Fautin published numerous scientific articles and texts—including co-authoring Encyclopædia Britannica's entry on cnidarians—and her publications have been widely cited by other researchers in the field. From 1995 to 2014, Fautin served as the first faculty-curator of Invertebrate Zoology at the University of Kansas Natural History Museum.
In her career, Fautin personally identified at least 19 new species. Fautin has been called "the world authority on anemones", by Prof. J. Frederick Grassle of Rutgers University, who led the international Census of Marine Life completed in 2010. As part of the Census, she co-created with her husband, Prof. R. W. Buddemeier of the Kansas Geological Survey, an extensive database of hexacorals and related species. This database was later absorbed into Ocean Biodiversity Information System and World Register of Marine Species. Fautin was a founding member of OBIS's first international committee. Furthermore, she served as the vice-chair of the Global Biodiversity Information Facility science committee.
Fautin served as vice president and commissioner of the International Commission on Zoological Nomenclature, overseeing the naming of new species. She served as the editor of the scientific journal Annual Review of Ecology and Systematics.

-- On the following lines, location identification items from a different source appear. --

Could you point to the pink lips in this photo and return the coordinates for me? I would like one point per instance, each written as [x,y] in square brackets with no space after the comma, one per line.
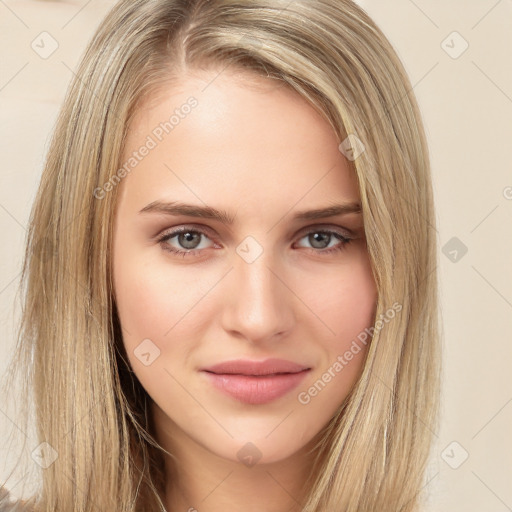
[256,382]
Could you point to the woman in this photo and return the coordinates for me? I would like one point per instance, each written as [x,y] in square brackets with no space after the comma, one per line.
[231,295]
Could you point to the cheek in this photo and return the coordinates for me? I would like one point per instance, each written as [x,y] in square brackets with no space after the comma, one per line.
[343,299]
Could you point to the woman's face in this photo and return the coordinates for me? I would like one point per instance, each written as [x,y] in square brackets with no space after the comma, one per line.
[264,279]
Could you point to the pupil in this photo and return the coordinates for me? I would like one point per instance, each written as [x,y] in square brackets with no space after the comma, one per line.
[320,238]
[189,240]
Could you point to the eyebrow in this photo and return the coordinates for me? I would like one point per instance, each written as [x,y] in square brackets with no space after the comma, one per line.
[207,212]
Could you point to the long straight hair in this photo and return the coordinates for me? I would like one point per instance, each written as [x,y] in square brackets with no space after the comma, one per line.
[89,407]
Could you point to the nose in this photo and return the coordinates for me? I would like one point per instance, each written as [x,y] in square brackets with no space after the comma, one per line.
[258,306]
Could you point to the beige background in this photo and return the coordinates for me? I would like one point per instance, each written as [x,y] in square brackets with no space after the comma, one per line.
[466,100]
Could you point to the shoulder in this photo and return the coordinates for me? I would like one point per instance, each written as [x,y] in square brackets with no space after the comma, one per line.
[9,504]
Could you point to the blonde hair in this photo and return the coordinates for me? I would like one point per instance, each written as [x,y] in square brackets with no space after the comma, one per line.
[89,407]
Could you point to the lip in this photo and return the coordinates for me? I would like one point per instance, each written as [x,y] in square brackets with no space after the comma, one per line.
[256,382]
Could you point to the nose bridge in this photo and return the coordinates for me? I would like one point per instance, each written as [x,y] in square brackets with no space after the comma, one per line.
[259,304]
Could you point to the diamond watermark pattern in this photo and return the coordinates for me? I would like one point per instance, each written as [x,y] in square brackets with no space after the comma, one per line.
[45,45]
[454,455]
[352,147]
[44,455]
[454,249]
[454,45]
[249,249]
[147,352]
[249,454]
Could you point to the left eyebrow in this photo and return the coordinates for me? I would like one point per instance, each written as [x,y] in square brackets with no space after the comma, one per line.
[207,212]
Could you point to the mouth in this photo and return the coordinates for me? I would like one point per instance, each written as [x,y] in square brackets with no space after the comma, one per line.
[255,387]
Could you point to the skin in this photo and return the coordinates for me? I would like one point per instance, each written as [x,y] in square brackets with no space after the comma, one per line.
[259,151]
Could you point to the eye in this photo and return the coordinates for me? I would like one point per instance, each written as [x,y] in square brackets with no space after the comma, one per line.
[326,241]
[187,241]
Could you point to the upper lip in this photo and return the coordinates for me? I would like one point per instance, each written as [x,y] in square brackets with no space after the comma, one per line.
[251,367]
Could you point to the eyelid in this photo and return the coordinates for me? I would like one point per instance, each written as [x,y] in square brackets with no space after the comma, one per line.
[342,231]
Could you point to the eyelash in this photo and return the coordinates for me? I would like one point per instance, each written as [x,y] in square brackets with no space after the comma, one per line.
[192,252]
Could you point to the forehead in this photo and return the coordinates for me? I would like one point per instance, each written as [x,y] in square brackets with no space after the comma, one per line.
[231,137]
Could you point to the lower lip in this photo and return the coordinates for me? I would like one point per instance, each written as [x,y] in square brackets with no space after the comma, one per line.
[252,389]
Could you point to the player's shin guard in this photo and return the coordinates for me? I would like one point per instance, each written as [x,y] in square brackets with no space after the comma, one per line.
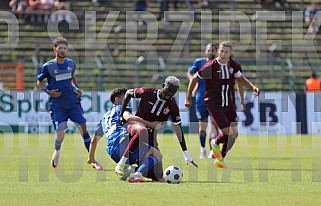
[87,140]
[135,141]
[212,137]
[203,140]
[57,144]
[221,138]
[147,164]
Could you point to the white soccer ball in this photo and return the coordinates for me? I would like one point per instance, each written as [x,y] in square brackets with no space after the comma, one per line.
[173,175]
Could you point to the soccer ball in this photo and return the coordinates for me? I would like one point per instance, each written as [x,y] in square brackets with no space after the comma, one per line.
[173,175]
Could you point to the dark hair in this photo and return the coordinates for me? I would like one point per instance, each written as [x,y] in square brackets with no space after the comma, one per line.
[212,45]
[117,93]
[227,44]
[60,40]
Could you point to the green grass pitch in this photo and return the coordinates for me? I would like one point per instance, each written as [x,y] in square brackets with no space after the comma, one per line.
[262,170]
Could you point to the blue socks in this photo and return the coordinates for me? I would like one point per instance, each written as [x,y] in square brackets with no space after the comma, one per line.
[147,164]
[203,140]
[57,144]
[213,136]
[87,140]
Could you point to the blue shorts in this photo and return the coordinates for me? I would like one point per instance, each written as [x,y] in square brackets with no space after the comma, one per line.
[61,113]
[201,111]
[135,157]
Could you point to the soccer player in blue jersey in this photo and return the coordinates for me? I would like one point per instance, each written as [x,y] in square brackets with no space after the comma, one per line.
[64,96]
[118,138]
[200,108]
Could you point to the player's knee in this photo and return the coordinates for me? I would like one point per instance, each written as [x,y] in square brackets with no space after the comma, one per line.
[143,134]
[60,135]
[202,132]
[156,153]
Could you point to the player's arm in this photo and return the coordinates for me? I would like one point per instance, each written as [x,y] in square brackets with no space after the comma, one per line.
[41,76]
[92,149]
[132,118]
[191,86]
[247,83]
[240,91]
[128,96]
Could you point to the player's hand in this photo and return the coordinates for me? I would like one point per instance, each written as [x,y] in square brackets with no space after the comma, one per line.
[54,93]
[188,102]
[243,108]
[256,91]
[91,160]
[79,92]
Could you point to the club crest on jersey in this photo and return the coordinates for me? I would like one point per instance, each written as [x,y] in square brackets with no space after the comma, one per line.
[166,110]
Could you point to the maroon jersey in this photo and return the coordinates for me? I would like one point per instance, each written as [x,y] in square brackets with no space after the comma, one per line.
[220,80]
[153,108]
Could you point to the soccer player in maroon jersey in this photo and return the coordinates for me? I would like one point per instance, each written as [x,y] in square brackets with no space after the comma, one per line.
[220,75]
[158,105]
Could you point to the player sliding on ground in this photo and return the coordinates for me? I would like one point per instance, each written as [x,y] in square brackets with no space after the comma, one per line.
[158,105]
[118,138]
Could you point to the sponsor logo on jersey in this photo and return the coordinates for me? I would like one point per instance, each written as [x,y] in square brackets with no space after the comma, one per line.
[166,110]
[61,77]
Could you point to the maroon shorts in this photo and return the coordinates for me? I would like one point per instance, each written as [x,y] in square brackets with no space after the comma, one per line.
[222,116]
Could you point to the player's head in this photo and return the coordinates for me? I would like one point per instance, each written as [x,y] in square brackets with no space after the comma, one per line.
[117,95]
[170,87]
[210,51]
[225,51]
[60,47]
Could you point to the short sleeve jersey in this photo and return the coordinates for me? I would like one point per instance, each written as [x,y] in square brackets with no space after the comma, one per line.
[220,81]
[153,108]
[195,67]
[59,76]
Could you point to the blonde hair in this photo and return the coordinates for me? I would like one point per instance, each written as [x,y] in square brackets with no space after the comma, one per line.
[174,81]
[227,44]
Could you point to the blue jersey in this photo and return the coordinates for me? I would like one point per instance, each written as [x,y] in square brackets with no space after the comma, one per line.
[112,128]
[59,76]
[196,66]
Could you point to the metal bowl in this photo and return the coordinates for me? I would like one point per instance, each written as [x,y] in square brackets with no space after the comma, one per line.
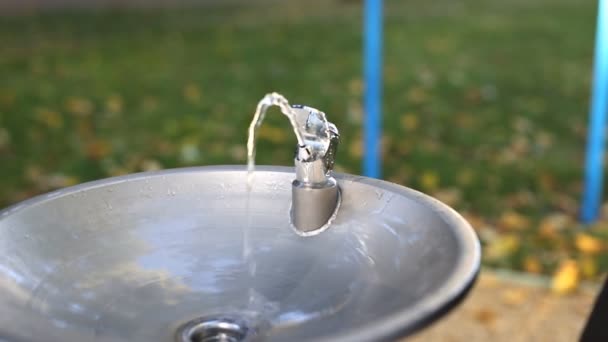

Although she lived and worked in landlocked Lawrence, Kansas, she felt that working from dry land was not a serious impediment, stating that "you only need to be near an airport, not the ocean." She died on March 12, 2021.

Eponym

A large sea anemone-like cnidarian species, Relicanthus daphneae, was named in Fautin's honor. Originally called Boloceroides daphneae, it was renamed to Relicanthus daphneae after it was discovered to belong to a previously unknown cnidarian order.